I continue to support U.S. involvement in our immigration program short of the complete application of the INA. I wish to reiterate, however, my opposition to the "federalization" of a system that is economically beneficial to our islands.

2. The One-Time Nonimmigrant Provision

As the leader of the chamber charged with preparing the CNMI’s yearly budget, I am concerned with the "One-Time Nonimmigrant Provision for Certain Long-Term Employees." I am afraid that the grant of long term resident status to contract workers who meet certain residency requirements and their family members may create a massive financial drain on our modest public resources, particularly in the areas of education, health, and public safety. This will result in a lower quality of life for everyone within our borders. I am concerned that H.R. 3079 does not establish adequate financial assistance mechanisms to allow us to sustain a large and long-term foreign national population, a very real problem that Congress has previously acknowledged through the provision of Compact-impact funding (Federal funding intended to offset the financial impact to the CNMI created by the long-term residency of citizens from the Federated States of Micronesia, the Republic of the Marshall Islands, and the Republic of Palau).

3. The Transition Provision

With regard to the transitional oversight program, I feel the provision is vague and leaves many unanswered questions about the various roles of federal agencies and the CNMI Government. Although I understand that DHS will be tasked with the primary responsibility of drafting transition regulations, the complete delegation of authority to federal executive agencies offers the CNMI no certainty in the transition process. Further, transitional oversight by not one, but five agencies is likely to slow down immigration processing and discourage potential tourists.

4. The Delegate Provision

I am very much in support of H.R. 3079’s Delegate provision. I feel that representation in the U.S. Congress is important for both political and practical reasons. First, the CNMI should, like all of the territories, have a place at the Congressional table. Second, our ability to send a delegate Washington will allow us to participate more directly in policy decisions such as those considered in H.R. 3079.

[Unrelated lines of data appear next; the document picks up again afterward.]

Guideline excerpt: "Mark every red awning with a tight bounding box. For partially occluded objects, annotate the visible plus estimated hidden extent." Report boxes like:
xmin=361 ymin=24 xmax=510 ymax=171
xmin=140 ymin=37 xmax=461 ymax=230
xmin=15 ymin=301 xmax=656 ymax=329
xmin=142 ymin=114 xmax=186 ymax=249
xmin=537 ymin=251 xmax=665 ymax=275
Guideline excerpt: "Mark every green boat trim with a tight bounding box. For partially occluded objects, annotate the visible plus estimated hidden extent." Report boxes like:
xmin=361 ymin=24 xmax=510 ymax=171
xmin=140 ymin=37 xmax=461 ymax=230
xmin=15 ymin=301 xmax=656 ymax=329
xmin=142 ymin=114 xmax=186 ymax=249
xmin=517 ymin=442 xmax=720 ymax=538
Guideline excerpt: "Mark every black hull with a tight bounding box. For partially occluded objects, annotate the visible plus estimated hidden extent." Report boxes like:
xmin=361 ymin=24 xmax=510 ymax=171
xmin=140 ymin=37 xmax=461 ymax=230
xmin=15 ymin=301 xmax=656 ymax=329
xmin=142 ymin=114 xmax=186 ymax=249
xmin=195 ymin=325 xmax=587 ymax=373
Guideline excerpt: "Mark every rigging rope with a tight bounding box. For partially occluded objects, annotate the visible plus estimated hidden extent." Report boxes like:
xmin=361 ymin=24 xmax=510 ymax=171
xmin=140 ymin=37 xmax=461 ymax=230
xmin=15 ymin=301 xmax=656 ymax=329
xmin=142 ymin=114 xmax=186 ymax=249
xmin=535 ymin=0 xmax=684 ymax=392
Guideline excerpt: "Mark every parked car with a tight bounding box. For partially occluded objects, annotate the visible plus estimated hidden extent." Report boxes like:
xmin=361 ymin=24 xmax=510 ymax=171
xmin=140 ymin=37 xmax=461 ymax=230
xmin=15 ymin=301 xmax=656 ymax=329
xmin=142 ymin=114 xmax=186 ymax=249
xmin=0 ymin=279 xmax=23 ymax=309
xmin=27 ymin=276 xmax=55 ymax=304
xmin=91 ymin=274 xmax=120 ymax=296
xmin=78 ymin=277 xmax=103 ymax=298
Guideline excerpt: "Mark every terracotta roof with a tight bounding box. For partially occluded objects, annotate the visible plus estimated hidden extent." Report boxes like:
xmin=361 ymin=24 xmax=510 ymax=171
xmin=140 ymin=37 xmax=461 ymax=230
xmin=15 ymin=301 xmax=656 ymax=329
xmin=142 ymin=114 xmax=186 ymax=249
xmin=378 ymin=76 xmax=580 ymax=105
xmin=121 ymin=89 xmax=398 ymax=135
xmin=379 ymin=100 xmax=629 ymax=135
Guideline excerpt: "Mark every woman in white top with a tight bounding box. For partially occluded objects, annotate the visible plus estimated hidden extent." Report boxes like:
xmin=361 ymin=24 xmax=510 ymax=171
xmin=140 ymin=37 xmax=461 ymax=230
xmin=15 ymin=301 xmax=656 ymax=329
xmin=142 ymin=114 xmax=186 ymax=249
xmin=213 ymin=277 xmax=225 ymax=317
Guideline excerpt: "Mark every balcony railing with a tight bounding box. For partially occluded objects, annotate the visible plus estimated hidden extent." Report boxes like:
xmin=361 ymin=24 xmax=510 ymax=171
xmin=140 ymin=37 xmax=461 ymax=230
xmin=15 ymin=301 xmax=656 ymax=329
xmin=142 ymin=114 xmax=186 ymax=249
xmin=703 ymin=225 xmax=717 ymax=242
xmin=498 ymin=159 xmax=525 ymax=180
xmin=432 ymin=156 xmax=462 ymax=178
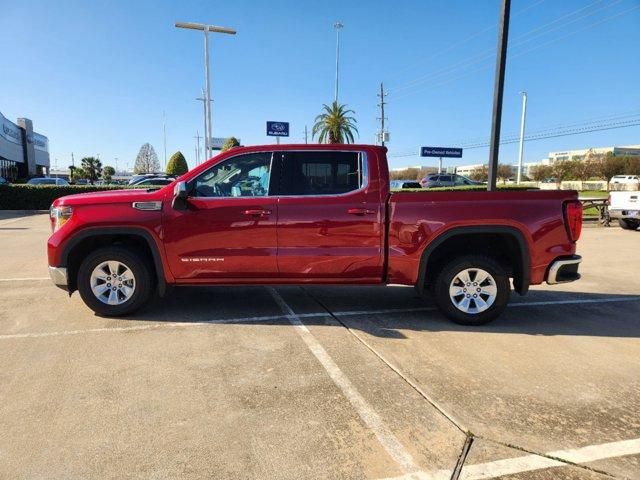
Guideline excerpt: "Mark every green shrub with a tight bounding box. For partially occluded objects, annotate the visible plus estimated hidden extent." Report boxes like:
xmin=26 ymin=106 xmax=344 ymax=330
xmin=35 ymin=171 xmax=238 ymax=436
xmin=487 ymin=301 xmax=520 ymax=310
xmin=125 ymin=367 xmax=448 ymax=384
xmin=165 ymin=152 xmax=189 ymax=176
xmin=0 ymin=185 xmax=144 ymax=210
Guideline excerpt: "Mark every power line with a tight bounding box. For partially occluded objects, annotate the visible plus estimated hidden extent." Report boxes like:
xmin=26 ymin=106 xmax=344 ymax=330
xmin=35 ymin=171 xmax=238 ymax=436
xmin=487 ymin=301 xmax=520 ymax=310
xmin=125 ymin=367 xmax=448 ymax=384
xmin=440 ymin=111 xmax=640 ymax=145
xmin=391 ymin=0 xmax=623 ymax=95
xmin=392 ymin=0 xmax=548 ymax=81
xmin=389 ymin=119 xmax=640 ymax=158
xmin=394 ymin=5 xmax=640 ymax=100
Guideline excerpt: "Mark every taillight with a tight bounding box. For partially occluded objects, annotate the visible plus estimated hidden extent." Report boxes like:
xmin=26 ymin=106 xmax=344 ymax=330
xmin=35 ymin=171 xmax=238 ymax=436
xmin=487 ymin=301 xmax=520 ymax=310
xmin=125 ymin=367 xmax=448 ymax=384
xmin=564 ymin=200 xmax=582 ymax=242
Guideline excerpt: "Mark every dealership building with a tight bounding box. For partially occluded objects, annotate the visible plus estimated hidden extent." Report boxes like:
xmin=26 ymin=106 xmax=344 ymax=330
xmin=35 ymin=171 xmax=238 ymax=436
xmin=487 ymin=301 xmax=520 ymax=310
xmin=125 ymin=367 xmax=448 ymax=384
xmin=0 ymin=112 xmax=50 ymax=181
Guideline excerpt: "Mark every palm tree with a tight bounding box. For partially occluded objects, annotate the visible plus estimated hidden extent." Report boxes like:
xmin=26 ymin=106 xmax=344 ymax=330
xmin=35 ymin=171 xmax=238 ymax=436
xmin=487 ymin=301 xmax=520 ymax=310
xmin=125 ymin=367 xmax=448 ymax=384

We are facing difficult economic times in our Commonwealth but have taken substantial steps to manage our immigration program in a responsible manner. We would like to use our local immigration authority to revitalize and grow our economy, rather than rely on federal assistance for the same. I hope you will consider these comments as you debate the passage of H.R. 3079. Thank you again for visiting our Commonwealth and for providing me with the opportunity to address the Subcommittee on this critical Issue.

Si Yu’us Ma’ase and Thank you.

(Oscar M. Babauta is the Speaker of the House in the 15th Northern Marianas Commonwealth Legislature.)